Marianne takes a screenshot of an original image on her computer. Then she shrinks the screenshot to create a thumbnail image. The original image is 800 pixels long. The thumbnail image is 160 pixels long and 120 pixels wide. How wide is the original image?

To maintain the proportion of the original image when creating a thumbnail, we need to shrink the original image by the same factor in both dimensions.

The original image is 800 pixels long and the thumbnail image is 160 pixels long, so the shrink factor is 160/800 = 0.2

To find the width of the original image, we need to multiply the width of the thumbnail image by the shrink factor:

120 pixels * 0.2 = 24 pixels

Therefore, the original image is 24 pixels wide.

wrong answer

I apologize for the mistake.
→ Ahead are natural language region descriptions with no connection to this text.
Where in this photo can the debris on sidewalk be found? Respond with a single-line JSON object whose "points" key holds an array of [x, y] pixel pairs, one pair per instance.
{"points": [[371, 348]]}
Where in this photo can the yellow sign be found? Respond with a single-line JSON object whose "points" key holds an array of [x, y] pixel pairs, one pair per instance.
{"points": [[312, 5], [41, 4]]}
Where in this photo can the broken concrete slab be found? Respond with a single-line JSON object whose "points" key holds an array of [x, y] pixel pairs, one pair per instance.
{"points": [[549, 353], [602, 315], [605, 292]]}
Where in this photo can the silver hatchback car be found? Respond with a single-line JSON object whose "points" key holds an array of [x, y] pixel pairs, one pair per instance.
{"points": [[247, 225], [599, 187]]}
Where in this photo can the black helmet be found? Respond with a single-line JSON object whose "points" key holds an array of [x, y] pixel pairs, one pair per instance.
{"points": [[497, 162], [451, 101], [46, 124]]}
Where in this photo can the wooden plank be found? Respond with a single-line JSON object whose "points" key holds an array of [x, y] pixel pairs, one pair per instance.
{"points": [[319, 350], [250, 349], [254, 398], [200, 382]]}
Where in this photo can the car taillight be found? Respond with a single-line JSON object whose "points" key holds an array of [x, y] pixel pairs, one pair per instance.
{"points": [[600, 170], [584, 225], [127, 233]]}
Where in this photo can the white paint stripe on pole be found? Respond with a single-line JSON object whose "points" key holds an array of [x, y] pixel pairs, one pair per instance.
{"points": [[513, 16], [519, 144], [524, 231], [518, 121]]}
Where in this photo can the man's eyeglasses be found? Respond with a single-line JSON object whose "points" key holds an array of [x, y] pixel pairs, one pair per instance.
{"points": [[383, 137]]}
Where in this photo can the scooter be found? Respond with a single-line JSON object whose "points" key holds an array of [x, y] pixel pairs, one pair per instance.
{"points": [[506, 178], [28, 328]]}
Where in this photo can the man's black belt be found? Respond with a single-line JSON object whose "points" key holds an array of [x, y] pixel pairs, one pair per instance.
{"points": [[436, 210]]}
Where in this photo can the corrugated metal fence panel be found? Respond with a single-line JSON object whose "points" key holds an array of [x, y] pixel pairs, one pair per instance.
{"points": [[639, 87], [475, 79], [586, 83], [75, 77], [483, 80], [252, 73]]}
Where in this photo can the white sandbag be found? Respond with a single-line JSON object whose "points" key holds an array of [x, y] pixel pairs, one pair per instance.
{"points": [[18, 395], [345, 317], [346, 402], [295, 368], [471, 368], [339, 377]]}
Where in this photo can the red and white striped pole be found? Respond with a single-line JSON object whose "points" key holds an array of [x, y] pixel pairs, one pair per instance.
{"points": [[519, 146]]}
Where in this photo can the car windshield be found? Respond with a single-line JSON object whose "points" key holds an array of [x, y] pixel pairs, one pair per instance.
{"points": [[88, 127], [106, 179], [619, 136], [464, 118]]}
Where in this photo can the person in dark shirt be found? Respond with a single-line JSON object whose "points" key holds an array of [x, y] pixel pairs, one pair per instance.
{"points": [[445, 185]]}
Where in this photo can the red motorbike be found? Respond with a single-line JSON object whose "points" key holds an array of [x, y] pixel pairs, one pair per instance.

Let's correct the calculation:

If the original image is shrunk proportionally so that the original image is 800 pixels long and the thumbnail image is 160 pixels long, we can find the ratio of the lengths of the original and thumbnail images:

800 pixels / 160 pixels = 5

This means that the original image is 5 times larger in length than the thumbnail image. Similarly, the original image is also 5 times longer in width than the thumbnail image, as the images have the same proportional dimensions.

Therefore, to find the width of the original image based on the width of the thumbnail image:

Width of original image = 120 pixels * 5 = 600 pixels

The original image is 600 pixels wide.